Within the config tab you can find the Slow pool.

Slow or long requests

The default timeout on the gateway is 30 seconds per HTTP request. When you have requests that take longer than 30 seconds, you will encounter a 504 Gateway Time-out error.

The correct way to deal with timeouts

Slow or long running requests should ideally be dealt with at the application level:

  • Optimize your code.

  • Make sure the downtime of third party services does not affect your application: implement reasonable timeouts in your code! A third party service becoming unavailable should not stop your application from functioning properly. If your application core relies on this service, it should return a clean error and never cause timeouts.

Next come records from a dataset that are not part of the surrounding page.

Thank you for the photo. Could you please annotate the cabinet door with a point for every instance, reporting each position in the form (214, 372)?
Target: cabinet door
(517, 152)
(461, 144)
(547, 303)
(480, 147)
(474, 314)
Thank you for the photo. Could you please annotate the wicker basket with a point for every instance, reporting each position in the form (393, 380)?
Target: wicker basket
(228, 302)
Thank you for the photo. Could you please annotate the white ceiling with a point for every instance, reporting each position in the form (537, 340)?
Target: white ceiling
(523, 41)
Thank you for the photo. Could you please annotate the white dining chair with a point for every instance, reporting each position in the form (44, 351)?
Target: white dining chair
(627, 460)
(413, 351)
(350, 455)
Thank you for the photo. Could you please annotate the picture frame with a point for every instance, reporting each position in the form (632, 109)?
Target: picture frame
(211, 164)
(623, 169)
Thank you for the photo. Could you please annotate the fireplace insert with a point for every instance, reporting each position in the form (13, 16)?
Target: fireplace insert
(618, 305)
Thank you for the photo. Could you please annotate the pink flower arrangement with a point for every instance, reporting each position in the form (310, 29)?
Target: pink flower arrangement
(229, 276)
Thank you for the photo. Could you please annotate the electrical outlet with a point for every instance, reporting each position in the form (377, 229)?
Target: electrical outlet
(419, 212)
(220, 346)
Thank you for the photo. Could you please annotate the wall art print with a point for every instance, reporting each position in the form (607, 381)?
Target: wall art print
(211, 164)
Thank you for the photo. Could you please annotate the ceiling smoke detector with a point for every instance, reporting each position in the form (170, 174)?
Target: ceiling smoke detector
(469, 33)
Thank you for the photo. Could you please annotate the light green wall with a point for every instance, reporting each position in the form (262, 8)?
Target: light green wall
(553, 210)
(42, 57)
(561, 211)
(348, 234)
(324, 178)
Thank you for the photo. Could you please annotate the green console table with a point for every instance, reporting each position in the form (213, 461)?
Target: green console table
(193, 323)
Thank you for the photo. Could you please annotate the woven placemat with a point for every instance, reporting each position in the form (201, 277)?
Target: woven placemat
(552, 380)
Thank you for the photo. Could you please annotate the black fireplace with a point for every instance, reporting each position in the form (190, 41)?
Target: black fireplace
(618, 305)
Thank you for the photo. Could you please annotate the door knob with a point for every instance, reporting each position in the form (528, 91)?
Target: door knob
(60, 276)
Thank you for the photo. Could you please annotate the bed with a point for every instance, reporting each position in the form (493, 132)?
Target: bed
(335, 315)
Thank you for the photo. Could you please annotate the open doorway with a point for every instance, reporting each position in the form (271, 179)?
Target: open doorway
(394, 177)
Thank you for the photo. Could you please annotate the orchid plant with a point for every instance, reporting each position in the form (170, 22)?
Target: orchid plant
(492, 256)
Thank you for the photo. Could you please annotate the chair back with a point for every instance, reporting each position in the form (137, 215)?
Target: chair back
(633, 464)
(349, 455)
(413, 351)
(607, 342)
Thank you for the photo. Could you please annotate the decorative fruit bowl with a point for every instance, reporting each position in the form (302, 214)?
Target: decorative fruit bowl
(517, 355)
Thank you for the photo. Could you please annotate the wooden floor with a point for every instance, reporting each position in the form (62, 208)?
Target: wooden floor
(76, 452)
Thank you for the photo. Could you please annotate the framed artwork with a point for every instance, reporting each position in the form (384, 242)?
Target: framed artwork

  • Push long running tasks, such as PDF generation or parsing jobs, on a queueing system and let them run in the background. If you’re dealing with legacy code, this will not always be easy to accomplish though.

Enter the slow pool

The slow pool will allow you to define a list of paths for your application that require a higher timeout on the gateway. All of these paths will get a timeout of 3600 seconds. The paths that are NOT in this list will not be affected and will still receive a timeout after 30 seconds.

Again: this is not the ideal solution but will help you to easily migrate legacy services or handle sudden issues as they pop up while a proper fix is being implemented.


Saving the slow pool settings will also apply any port configurations that are saved.

The slow pool will only affect gateway timeouts! There are various other timeouts, such as PHP execution time for example. You will need to make sure your applications timeouts are set long enough to not cause a timeout at this level as well.